In a unanimous vote, the Washington (Iowa) City Council accepted a counter-offer from Canadian Pacific (CP) that would allow the city to allocate city funds and “community cooperation” to the proposed merger of CP and Kansas City Southern (KCS). that would “increase rail traffic in the region by more than 300 percent,” the Southeast Iowa Union reported Nov. 21.
The proposal that loud Southeast Iowa Union Report, was “the same as presented by Council members at their previous meeting”, includes:
- A $200,000 cash contribution from CP to be used at the city’s discretion.
- Payments of $225,000 from CP for each crossing that the city agrees to close.
- A $55,000 grant from the railroad for a quiet zone study.
- Railroad waived the cost of removing crossing surfacing, signals and signs at crossings that the city is willing to close.
According to that Southeast Iowa Union In the report, CP Representative Larry Lloyd said, “There was no sunset clause in the offer, meaning the city could use the closure of intersections as far into the future as it wished,” but added that “state and federal fund initiatives are likely.” would not have had any more money in the next few years.”
“The agreement would still stand,” Lloyd said. “It’s conceivable that the bipartisan infrastructure bill will expire in five to six years and the $100,000 completion will go away, so that’s probably the incentive for that [the city] to do sooner rather than later. But from CP’s perspective, that incentive is always there; We would like to close an intersection at any time.”
According to that Southeast Iowa Union City officials reportedly “brought up the idea of potentially reopening an intersection down the road,” but Lloyd said, “The current regulatory environment has made it difficult to reverse closures.”
“The general railway standard is if you want to open one crossing, you have to close two,” he said. “The long-term plan for the railroads, Iowa DOT, US DOT, Federal Railroad Administration, everyone, is to reduce the number of crossings. The general consensus is that if you ever want to bring an intersection back into service, you would have to cut it by two.”

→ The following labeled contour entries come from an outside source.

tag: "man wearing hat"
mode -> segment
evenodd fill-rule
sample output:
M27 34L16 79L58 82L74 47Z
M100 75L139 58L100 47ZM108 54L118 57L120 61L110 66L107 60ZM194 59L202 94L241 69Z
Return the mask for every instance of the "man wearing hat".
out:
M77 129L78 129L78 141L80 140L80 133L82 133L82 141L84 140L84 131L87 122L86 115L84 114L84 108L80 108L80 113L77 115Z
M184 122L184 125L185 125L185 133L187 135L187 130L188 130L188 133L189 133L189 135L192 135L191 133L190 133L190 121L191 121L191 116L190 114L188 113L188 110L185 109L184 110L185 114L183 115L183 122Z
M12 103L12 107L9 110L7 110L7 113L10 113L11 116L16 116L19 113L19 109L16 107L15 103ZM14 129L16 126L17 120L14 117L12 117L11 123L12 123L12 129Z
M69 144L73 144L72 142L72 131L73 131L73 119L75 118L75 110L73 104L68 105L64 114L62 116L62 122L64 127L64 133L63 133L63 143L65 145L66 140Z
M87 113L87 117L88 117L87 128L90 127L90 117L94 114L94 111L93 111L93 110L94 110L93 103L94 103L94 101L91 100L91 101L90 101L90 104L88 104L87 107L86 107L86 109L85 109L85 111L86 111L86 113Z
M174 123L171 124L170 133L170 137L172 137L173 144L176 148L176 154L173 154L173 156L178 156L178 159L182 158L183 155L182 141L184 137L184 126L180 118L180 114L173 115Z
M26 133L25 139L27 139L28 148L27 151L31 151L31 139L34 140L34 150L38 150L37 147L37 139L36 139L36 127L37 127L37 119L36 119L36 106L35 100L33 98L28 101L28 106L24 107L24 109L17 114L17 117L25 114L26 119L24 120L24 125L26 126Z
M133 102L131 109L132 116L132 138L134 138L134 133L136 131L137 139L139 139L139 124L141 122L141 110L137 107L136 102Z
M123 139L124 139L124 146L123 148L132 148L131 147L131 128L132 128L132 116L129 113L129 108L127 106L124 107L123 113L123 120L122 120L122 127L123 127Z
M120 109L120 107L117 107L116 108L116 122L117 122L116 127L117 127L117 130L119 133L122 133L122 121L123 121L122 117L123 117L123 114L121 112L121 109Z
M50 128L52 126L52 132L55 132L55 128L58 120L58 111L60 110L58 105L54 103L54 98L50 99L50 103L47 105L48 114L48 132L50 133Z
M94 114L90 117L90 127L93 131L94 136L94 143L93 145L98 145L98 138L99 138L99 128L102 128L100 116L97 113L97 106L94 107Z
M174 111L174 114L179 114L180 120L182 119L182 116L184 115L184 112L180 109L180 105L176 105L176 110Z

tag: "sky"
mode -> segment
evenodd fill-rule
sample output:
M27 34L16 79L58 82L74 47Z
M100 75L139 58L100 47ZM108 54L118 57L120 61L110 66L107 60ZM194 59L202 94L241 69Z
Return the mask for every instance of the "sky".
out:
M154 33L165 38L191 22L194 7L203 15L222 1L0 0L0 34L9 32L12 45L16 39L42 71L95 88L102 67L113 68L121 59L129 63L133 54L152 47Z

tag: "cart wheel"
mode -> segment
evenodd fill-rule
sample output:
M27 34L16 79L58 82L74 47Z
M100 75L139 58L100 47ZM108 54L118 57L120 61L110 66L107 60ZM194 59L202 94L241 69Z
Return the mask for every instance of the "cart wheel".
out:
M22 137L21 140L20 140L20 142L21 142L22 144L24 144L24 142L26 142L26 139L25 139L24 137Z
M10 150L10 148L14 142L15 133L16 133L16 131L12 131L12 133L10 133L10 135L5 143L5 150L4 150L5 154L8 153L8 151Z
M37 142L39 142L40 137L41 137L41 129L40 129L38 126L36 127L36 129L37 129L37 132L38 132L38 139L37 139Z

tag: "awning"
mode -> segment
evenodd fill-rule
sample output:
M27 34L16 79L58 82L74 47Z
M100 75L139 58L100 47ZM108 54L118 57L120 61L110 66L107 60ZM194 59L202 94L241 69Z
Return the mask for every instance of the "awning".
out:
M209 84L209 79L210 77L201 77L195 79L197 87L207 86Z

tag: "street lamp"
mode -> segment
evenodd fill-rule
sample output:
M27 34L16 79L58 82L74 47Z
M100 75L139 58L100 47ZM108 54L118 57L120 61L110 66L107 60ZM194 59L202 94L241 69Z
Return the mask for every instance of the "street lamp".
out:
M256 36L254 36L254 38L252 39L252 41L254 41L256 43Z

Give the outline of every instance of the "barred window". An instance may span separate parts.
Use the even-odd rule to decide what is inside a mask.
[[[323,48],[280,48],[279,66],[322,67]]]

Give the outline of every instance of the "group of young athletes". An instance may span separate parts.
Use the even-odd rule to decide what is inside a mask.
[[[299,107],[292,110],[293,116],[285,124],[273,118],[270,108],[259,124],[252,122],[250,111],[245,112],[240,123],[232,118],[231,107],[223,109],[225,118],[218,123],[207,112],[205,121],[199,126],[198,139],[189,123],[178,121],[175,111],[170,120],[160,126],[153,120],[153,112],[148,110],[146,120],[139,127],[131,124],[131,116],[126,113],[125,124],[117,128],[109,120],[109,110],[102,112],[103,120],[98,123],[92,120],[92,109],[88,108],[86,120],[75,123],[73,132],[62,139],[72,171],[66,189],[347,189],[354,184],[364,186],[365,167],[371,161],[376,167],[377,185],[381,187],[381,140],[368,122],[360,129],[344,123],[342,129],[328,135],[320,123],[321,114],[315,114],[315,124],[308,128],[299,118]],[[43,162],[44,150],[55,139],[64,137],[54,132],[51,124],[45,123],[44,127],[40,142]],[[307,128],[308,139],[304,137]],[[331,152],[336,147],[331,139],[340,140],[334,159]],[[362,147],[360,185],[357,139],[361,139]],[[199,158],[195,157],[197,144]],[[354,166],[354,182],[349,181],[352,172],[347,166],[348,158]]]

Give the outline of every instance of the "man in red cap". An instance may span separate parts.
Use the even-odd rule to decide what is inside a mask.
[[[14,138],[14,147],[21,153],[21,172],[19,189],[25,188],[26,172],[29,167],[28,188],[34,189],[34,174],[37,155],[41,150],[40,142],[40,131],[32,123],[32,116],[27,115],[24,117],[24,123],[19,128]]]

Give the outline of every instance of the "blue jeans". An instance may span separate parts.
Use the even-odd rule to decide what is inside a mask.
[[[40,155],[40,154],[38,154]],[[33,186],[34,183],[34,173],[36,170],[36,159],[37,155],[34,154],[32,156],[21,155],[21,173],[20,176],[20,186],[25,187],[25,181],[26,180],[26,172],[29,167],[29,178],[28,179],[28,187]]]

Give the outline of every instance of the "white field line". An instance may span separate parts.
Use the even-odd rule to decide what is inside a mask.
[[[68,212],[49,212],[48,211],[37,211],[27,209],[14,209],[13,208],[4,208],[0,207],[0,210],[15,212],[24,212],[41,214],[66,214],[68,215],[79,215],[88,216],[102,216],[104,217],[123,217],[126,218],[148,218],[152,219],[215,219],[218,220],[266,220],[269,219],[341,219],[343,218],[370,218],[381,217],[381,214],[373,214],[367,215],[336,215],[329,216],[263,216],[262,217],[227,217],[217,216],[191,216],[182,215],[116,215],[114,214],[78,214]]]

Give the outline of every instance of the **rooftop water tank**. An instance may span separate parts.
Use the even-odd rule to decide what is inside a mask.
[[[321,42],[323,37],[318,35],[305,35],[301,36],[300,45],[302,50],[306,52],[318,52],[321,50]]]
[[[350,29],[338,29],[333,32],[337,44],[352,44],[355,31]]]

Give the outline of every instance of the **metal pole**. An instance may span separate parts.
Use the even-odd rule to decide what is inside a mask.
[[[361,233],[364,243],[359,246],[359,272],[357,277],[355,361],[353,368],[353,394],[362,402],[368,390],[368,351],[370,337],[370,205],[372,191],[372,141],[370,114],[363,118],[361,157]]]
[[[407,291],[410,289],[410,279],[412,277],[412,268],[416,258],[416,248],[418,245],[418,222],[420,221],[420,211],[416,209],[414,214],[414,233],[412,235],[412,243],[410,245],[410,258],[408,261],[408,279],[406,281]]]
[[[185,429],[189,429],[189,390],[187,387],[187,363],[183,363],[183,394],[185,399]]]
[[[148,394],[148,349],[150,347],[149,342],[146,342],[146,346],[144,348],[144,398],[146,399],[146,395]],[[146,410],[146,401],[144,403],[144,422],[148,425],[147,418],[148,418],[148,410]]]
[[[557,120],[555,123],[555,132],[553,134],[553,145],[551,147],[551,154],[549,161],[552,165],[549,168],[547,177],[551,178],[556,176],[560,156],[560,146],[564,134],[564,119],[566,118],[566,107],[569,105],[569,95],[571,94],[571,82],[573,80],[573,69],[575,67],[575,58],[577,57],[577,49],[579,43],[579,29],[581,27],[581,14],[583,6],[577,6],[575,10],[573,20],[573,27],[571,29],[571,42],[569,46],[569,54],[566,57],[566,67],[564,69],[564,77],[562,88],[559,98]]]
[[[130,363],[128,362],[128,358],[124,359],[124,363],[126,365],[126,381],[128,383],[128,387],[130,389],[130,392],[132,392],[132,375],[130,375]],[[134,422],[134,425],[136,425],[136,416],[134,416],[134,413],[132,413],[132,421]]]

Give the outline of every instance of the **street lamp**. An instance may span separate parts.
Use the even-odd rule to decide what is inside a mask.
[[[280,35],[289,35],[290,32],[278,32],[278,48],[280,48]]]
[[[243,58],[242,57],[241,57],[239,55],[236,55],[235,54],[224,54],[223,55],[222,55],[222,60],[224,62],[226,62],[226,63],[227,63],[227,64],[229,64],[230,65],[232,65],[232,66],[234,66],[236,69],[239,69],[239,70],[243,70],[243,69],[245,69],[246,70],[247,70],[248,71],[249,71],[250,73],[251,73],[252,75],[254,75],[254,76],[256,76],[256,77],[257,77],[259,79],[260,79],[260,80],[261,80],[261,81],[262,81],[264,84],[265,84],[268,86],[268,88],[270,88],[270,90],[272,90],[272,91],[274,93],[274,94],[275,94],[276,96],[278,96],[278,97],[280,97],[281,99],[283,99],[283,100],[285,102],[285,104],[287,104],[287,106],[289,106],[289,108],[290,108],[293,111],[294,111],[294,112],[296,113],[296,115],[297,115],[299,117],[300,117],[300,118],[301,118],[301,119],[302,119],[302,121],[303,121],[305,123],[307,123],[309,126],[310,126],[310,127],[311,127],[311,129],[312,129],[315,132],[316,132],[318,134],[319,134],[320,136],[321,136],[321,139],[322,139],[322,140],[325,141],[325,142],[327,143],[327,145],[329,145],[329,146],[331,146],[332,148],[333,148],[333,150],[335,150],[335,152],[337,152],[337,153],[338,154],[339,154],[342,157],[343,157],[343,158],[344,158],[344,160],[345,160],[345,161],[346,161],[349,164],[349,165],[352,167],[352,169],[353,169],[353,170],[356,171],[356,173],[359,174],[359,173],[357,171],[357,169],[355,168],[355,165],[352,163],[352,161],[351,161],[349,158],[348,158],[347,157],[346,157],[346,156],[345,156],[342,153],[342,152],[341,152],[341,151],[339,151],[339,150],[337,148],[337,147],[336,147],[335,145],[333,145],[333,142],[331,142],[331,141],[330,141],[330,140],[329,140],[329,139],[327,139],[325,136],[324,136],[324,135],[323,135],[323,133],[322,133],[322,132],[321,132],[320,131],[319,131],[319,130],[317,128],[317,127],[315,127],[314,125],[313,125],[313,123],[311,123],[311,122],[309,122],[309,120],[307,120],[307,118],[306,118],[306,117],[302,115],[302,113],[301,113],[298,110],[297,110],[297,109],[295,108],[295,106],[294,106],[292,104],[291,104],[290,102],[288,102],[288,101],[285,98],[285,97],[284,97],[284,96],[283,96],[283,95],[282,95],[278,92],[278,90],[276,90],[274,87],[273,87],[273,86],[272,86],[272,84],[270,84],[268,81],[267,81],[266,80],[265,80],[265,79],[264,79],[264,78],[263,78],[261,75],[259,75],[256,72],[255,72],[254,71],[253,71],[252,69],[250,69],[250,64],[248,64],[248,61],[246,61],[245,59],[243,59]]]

Although the vote to accept CP’s offer was unanimous, several council members said they “still have reservations about it [CP-KCS] merger.”
“We will not improve the offer,” said Illa Earnest, according to the information Southeast Iowa Union Report made the request. “Maybe there will be questions later, but this will not affect the offer.”
“We are very pleased that the City of Washington has voted to ratify a municipal investment agreement with CP,” said CP spokesman Andy Cummings railway age. “From the outset, CP has been committed to proactively engaging with communities that will experience an increase in rail traffic as a result of the CP-KCS merger. The agreements CP has made with Washington and other communities reflect that commitment.”